The audio is absolutely amazing in this game. First of all, the soundtrack simply cannot be beat. The shear number of songs is impressive, but the quality of the artists chosen is equally amazing. Expect to hear Jimmy Eat World, Queens of the Stone Age, Papa Roach, Default, and many more. The play-by-play and color commentary has gotten more creative (or annoying, depending on your perspective), but what's more innovative is the "on the ice" sound, which really puts you in the game. This consists of actual game sounds that have been captured from hockey games, including bench noise, players shouting, and sticks/skate blades scraping the ice. It actually sounds like you're sitting in the middle of the ice, especially if you have a good surround system setup (the game supports Dolby Digital and DTS systems. Within the game you have to choose from either the one ice sound or the commentary and my vote goes to the former.

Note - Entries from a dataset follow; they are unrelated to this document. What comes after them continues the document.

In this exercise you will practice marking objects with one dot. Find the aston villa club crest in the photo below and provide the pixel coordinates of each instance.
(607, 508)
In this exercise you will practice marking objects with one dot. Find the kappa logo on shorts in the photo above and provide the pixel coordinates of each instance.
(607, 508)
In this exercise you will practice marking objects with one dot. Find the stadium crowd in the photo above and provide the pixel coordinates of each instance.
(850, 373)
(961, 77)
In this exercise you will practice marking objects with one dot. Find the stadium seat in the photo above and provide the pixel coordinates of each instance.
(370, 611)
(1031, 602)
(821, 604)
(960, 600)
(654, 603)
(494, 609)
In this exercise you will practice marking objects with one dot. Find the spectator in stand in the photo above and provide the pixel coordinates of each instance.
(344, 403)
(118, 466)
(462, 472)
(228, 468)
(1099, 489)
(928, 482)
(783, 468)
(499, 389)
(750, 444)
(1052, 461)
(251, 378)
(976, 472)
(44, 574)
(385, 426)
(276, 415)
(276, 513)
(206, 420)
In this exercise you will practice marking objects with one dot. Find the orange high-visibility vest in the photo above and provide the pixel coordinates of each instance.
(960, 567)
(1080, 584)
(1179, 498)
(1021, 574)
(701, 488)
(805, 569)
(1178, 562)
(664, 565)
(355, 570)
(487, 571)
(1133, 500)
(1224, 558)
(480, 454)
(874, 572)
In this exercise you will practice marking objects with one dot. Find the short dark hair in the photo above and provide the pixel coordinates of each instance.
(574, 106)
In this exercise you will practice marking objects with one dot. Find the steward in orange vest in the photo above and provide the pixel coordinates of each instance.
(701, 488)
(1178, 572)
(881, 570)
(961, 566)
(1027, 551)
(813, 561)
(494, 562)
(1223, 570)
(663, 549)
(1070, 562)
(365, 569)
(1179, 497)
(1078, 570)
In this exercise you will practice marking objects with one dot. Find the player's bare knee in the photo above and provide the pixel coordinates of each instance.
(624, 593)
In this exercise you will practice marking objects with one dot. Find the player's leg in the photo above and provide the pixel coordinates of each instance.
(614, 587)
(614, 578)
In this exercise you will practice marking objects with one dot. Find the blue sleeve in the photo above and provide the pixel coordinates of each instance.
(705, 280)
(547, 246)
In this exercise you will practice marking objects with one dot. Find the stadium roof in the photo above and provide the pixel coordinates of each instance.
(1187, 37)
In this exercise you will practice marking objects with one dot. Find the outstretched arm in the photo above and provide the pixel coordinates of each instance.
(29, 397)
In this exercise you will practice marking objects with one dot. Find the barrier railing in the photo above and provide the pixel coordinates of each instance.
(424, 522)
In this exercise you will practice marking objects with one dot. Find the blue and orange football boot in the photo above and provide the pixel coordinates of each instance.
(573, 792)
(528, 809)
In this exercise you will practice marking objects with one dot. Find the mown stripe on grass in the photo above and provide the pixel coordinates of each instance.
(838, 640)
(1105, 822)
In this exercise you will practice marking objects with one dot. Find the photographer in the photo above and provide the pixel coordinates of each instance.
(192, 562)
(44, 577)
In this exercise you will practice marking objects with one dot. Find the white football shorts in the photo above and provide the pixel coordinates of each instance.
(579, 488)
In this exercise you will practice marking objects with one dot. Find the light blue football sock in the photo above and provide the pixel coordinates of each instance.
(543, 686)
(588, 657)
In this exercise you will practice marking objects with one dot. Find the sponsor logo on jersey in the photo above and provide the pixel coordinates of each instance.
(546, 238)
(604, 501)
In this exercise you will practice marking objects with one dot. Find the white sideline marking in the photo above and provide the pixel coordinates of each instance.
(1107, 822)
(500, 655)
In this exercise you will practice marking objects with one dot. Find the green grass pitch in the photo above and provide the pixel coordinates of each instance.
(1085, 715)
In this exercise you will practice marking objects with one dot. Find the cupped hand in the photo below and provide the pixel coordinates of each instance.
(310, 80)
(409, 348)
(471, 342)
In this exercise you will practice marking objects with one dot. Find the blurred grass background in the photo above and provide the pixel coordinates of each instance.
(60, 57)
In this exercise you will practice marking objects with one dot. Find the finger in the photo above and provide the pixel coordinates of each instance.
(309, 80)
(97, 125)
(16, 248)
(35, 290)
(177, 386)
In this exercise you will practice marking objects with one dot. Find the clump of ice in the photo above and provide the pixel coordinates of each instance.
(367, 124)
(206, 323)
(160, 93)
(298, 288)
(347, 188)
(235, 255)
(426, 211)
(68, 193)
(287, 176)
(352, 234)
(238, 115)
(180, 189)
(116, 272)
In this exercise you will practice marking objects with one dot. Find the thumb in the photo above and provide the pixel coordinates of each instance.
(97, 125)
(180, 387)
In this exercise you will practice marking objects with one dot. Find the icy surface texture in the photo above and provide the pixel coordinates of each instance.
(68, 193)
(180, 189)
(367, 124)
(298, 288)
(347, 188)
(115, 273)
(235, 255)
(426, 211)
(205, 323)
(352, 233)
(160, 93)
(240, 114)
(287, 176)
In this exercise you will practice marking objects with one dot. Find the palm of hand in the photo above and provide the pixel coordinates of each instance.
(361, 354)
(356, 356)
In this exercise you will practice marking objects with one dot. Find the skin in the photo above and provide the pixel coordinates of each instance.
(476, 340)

NHL 2003 is noticeably harder than previous versions, which is primarily due to the increased amount of realism found within the game. It takes more time to get used to than past versions, but at the same time it's nice to be faced with a challenge for a change
Even though it's still a typical hockey game, the new features make it conceptually unique. The dynamic deke system is a significant development since it allows for realistic stick-handling freedom. The game breaker meter also adds a new twist to the game since it can be triggered manually.
As always, up to eight players can play using two PS2 multi-taps; however, the lack of online support is disappointing.